Video transcript

Camilla-Oxhamre Cruse: 2020 was a year that made us rethink everything; how we live, how we communicate, how we work, and last year had even more profound effect on how we think about healthcare.

Due to the COVID-19 Pandemic 2020 was a year of significantly increased awareness of the importance of public health, and we have seen evidence that our healthcare system is central to every aspect of our society from economic security to national security. COVID-19 revealed how vulnerable our healthcare system and its need for structural and technological transformation.

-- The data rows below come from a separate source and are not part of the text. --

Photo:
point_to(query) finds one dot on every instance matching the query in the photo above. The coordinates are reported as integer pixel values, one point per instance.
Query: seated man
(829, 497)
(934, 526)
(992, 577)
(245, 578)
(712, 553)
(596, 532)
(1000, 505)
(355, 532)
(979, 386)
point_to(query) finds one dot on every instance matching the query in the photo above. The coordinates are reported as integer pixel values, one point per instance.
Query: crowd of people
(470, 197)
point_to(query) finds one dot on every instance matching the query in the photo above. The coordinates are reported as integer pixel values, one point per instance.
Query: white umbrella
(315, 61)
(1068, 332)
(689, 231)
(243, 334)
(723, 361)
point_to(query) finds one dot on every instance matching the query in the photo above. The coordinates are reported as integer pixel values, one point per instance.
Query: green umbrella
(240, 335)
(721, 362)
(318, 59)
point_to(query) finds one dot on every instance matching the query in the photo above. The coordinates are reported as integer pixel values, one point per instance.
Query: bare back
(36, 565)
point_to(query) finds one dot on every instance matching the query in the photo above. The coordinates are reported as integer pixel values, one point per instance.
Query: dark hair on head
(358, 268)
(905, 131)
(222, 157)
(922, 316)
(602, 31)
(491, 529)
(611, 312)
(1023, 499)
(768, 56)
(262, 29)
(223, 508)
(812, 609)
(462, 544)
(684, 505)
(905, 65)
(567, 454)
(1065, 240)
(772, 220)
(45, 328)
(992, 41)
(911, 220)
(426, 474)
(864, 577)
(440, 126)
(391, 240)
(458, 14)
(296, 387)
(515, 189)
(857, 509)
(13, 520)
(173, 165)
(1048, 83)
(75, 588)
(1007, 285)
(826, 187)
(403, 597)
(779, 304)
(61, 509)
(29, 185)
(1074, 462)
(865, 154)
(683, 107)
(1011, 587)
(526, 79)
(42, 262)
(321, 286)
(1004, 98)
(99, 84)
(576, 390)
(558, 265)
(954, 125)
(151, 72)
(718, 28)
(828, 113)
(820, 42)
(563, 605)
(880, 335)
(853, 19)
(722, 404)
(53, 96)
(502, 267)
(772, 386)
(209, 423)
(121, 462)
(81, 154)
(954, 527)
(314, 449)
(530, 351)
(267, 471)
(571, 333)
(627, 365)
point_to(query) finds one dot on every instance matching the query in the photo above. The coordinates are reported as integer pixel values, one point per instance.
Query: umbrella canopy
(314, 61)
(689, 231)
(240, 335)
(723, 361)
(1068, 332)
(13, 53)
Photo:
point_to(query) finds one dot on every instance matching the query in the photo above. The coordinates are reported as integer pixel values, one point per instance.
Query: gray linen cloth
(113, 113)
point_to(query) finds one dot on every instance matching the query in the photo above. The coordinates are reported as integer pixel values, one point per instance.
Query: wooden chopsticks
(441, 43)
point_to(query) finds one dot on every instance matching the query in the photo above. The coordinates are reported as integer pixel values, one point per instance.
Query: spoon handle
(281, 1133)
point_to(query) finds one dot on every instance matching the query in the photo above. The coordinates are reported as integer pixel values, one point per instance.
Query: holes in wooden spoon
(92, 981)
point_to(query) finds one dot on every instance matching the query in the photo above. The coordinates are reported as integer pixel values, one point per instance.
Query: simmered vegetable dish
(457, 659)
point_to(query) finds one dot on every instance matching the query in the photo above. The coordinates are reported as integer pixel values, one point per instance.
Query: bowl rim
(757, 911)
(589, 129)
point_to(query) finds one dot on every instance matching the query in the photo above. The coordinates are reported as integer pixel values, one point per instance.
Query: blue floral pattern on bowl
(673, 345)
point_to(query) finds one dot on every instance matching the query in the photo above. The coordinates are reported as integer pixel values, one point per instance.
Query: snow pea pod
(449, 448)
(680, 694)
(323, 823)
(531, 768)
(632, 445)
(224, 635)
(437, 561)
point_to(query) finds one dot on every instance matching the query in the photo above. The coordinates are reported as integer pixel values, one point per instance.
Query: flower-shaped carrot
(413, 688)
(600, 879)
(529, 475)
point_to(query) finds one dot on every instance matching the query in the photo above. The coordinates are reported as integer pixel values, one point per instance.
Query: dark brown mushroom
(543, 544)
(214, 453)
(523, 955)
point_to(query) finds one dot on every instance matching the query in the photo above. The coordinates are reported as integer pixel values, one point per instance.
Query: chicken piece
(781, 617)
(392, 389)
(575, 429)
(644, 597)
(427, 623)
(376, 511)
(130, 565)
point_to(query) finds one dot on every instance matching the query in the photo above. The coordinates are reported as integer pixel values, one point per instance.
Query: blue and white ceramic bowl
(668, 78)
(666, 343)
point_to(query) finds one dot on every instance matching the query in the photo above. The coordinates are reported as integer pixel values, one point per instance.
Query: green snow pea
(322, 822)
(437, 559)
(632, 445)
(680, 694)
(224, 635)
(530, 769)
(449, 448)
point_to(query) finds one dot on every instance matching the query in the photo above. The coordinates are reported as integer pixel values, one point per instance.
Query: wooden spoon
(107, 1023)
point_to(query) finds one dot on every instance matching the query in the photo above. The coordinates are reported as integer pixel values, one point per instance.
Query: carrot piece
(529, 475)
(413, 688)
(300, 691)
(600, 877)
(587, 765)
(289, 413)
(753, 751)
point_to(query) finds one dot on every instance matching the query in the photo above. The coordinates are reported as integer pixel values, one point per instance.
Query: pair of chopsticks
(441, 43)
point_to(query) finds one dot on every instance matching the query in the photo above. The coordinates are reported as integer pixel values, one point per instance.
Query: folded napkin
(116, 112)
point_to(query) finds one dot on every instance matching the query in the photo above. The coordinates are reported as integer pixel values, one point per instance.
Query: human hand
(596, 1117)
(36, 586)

Our healthcare system is among the last of the big industries to embrace digital technologies. While other sectors have mostly digitalized their processes, progress in healthcare has been very slow. In fact, the fax machine would no longer exist if it was not for our healthcare system.

2020's proving to be the tipping point that sweeping changes are now possible, leaps in adoption of virtual care, telemedicine, and AI solutions are visible but other areas are progressing as well. The value of high-quality accessible health and big data is now well understood at every level of the healthcare system, and we now all see the enormous value of digitalizing healthcare for all stakeholders from individual patients to doctors in hospitals to the entire society.

Over the next decade, healthcare will be centered to prevent disease rather than solely focusing on treating disease. Patients will receive personalized health solutions that are integrated in the daily lives with various digital solutions. And all of this will be enabled by data and algorithms and provided within the healthcare system that is organized and regulated in an entirely new way.

Alongside this overhaul of the healthcare system tectonic shift in global, public and private sector budgets are expected. Trillions of dollars will be spent differently than they are today. There will be more spent on prevention of disease diagnostic AA enable and analytical tools and various digital solutions interacting with the patients. And as a global pandemic has proven to be catalyst for reshaping healthcare, venture capitalists are now reaching deep into the pockets.

And in 2020 they delivered a record level of funding to medical related development. In fact, healthcare startups raised a whooping 81 billion dollars in 2020, a 50% increase from 2019. Venture funding is often an important barometer of innovators valid proposition and long-term success. The funding was sprinkled across sector ranging from telemedicine and medical AI solutions, medical equipment in an effort to seize the moment and shake up an industry that has been notoriously resistant to change.

And while the aging population has already been putting significant pressure on the healthcare system, the pandemic seems to finally created fertile terrain to allow investors to believe that widespread disruption is within reach. And as the healthcare market continues to grow, investors will look for opportunities among companies that provide improved quality, decrease healthcare cost, and a better experience for patient and caregivers.